We can use a for loop to loop through the neighbor atoms that the search function found. We can get the residue of the atom by using atom.get_parent().

for neighbor in neighbors:
    residue = neighbor.get_parent()
    print(residue.get_resname(), residue.get_id())
HIS (' ', 93, ' ')
HIS (' ', 93, ' ')
HIS (' ', 93, ' ')
HEM ('H_HEM', 155, ' ')
HEM ('H_HEM', 155, ' ')
HEM ('H_HEM', 155, ' ')
HEM ('H_HEM', 155, ' ')
HEM ('H_HEM', 155, ' ')
HEM ('H_HEM', 155, ' ')
HEM ('H_HEM', 155, ' ')
HEM ('H_HEM', 155, ' ')
HEM ('H_HEM', 155, ' ')
HEM ('H_HEM', 155, ' ')
HEM ('H_HEM', 155, ' ')
HEM ('H_HEM', 155, ' ')
HEM ('H_HEM', 155, ' ')
HEM ('H_HEM', 155, ' ')
HEM ('H_HEM', 155, ' ')
HEM ('H_HEM', 155, ' ')
HEM ('H_HEM', 155, ' ')
OH ('H_OH', 154, ' ')

THe lines that say “HEM” are for atoms that belong to the heme ligand. We are interested in how the ligand binds to the protein, so we’ll modify the for loop to only print neighbors if they are not part of the same residue as the iron.

iron_residue = iron_atom.get_parent()

for neighbor in neighbors:
    residue = neighbor.get_parent()
    
    if residue != iron_residue:
        print(neighbor.element, residue.get_resname(), residue.get_id()[1])
C HIS 93
N HIS 93
C HIS 93
O OH 154

Our analysis shows us that HIS 93 is a neighbor to the iron in the heme group. This histidine is called the “distal histidine” and is known to bind to the iron in the heme group. You can read more about myoglobin’s structure here.

Try increasing the distance to 5. What do you find?

Challenge - Repeat analysis for a Zinc Finger#

Zinc fingers are small protein motifs that are characterized by the coordination of one or more zinc ions to stabilize their structure, enabling them to interact with other molecules such as DNA, RNA, or proteins. These motifs are commonly found in transcription factors, where they play a crucial role in the recognition and binding of specific DNA sequences, thereby regulating gene expression.

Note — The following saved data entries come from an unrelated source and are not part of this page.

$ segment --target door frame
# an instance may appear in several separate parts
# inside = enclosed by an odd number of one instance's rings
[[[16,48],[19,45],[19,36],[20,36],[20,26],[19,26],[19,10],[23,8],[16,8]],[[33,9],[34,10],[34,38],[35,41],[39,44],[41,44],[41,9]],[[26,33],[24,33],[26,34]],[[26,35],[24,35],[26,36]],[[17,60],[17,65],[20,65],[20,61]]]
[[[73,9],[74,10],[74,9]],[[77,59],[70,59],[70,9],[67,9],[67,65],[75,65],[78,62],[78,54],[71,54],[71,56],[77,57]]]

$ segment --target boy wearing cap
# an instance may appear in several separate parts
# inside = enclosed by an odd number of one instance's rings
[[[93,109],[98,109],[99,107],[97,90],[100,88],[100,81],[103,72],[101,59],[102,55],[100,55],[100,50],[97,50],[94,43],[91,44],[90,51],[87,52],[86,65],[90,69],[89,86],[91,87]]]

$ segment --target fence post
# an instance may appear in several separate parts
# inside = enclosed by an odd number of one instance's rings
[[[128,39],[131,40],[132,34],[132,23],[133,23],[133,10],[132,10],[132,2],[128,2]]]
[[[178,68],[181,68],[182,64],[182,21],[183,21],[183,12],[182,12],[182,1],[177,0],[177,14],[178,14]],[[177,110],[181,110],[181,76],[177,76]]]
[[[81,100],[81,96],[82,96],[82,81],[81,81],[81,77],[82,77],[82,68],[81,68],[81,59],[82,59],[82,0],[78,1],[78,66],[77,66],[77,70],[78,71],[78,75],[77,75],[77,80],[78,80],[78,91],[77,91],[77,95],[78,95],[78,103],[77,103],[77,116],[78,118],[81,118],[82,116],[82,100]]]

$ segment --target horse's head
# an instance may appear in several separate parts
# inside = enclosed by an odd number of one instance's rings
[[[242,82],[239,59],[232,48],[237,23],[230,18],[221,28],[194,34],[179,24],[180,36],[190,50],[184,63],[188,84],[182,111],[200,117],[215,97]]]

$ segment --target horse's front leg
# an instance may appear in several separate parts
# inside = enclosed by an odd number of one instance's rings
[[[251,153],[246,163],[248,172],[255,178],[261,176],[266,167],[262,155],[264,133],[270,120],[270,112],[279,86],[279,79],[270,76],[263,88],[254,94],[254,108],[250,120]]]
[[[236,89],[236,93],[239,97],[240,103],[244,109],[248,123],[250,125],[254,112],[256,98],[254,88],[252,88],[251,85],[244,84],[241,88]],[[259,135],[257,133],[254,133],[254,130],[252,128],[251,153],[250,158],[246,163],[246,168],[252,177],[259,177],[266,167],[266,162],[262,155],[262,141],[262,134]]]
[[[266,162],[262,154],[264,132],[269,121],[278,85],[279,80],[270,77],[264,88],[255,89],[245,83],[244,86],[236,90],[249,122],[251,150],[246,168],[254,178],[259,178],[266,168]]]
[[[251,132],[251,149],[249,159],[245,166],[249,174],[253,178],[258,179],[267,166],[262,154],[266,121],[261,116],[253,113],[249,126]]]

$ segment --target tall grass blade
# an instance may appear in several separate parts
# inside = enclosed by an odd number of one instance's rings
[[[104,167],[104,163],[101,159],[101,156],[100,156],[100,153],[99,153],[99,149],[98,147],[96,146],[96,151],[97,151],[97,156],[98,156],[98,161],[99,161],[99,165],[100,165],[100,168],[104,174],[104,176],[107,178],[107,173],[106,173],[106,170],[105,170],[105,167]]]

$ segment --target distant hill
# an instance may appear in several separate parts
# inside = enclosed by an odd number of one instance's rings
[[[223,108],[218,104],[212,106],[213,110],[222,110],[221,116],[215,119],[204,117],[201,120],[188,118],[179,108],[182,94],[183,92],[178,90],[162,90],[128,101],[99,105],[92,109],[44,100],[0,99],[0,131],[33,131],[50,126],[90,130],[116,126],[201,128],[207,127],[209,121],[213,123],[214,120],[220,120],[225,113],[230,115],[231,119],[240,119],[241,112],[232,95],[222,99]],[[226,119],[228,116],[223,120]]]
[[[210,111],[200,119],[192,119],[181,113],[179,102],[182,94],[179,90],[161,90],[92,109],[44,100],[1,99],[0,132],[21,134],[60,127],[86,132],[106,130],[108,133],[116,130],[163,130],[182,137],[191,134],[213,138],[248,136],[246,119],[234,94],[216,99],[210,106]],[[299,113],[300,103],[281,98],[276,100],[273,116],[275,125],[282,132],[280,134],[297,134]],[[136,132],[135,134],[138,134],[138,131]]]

For this challenge, you will analyze the structure 1a1t. This structure is the HIV-1 nucleocapsid protein, which contains two zinc fingers that grip the viral RNA during budding of the virus.

../_images/1a1t.png

Hint 1 - The structure 1a1t is determined by NMR and contains 25 structure models. When you load the structure using the MMCIF parser, you will get a list of 25 structures. You can analyze only one of them by using list indexing:

# Create an MMCIFParser object
parser = MMCIFParser(QUIET=True)

# Parse the mmCIF file
structures = parser.get_structure("1a1t", "data/PDB_files/1a1t.cif")  # This will be a list with 25 elements!

# Get the first structure
structure = structures[0]

Hint 2 - The structure also contains more than one Zinc atom, so if you would like to analyze both that are present in the structure, you will have to use your Python knowledge to slightly modify your code.